Journal of Chemical Information and Modeling | 2016
Dorota Latek; Marek Bajda; Slawomir Filipek
The recent GPCR Dock 2013 assessment of serotonin receptor 5-HT1B and 5-HT2B, and smoothened receptor SMO targets, exposed the strengths and weaknesses of the currently used computational approaches. The test cases of 5-HT1B and 5-HT2B demonstrated that both the receptor structure and the ligand binding mode can be predicted with the atomic-detail accuracy, as long as the target-template sequence similarity is relatively high. On the other hand, the observation of a low target-template sequence similarity, e.g., between SMO from the frizzled GPCR family and members of the rhodopsin family, hampers the GPCR structure prediction and ligand docking. Indeed, in GPCR Dock 2013, accurate prediction of the SMO target was still beyond the capabilities of most research groups.
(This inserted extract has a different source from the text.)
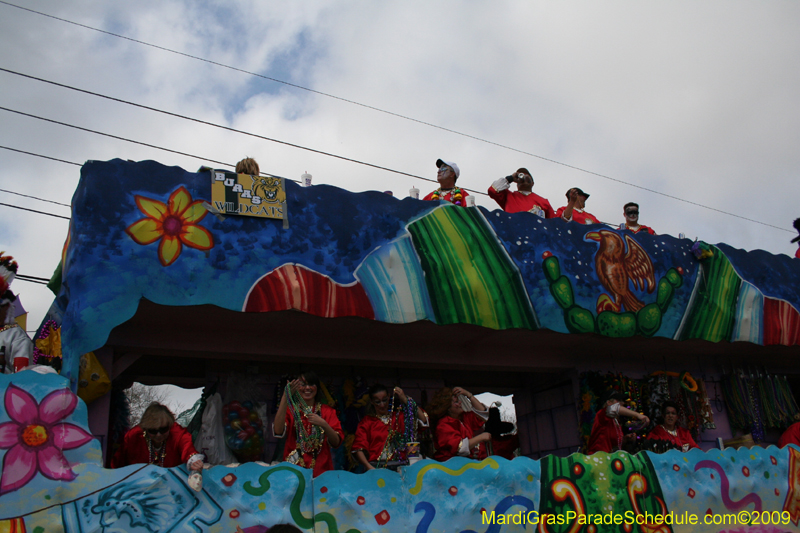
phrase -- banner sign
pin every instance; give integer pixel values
(241, 194)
Another bottleneck in the current GPCR research, as demonstrated by the 5-HT2B target, is the reliable prediction of global conformational changes induced by activation of GPCRs. In this work, we report details of our protocol used during GPCR Dock 2013. Our structure prediction and ligand docking protocol was especially successful in the case of 5-HT1B and 5-HT2B-ergotamine complexes for which we provide one of the most accurate predictions. In addition to a description of the GPCR Dock 2013 results, we propose a novel hybrid computational methodology to improve GPCR structure and function prediction. This computational methodology employs two separate rankings for filtering GPCR models. The first ranking is ligand-based while the second is based on the scoring scheme of the recently published BCL method. In this work, we prove that the use of knowledge-based potentials implemented in BCL is an efficient way to cope with major bottlenecks in the GPCR structure prediction. Thereby, we also demonstrate that the knowledge-based potentials for membrane proteins were significantly improved, because of the recent surge in available experimental structures.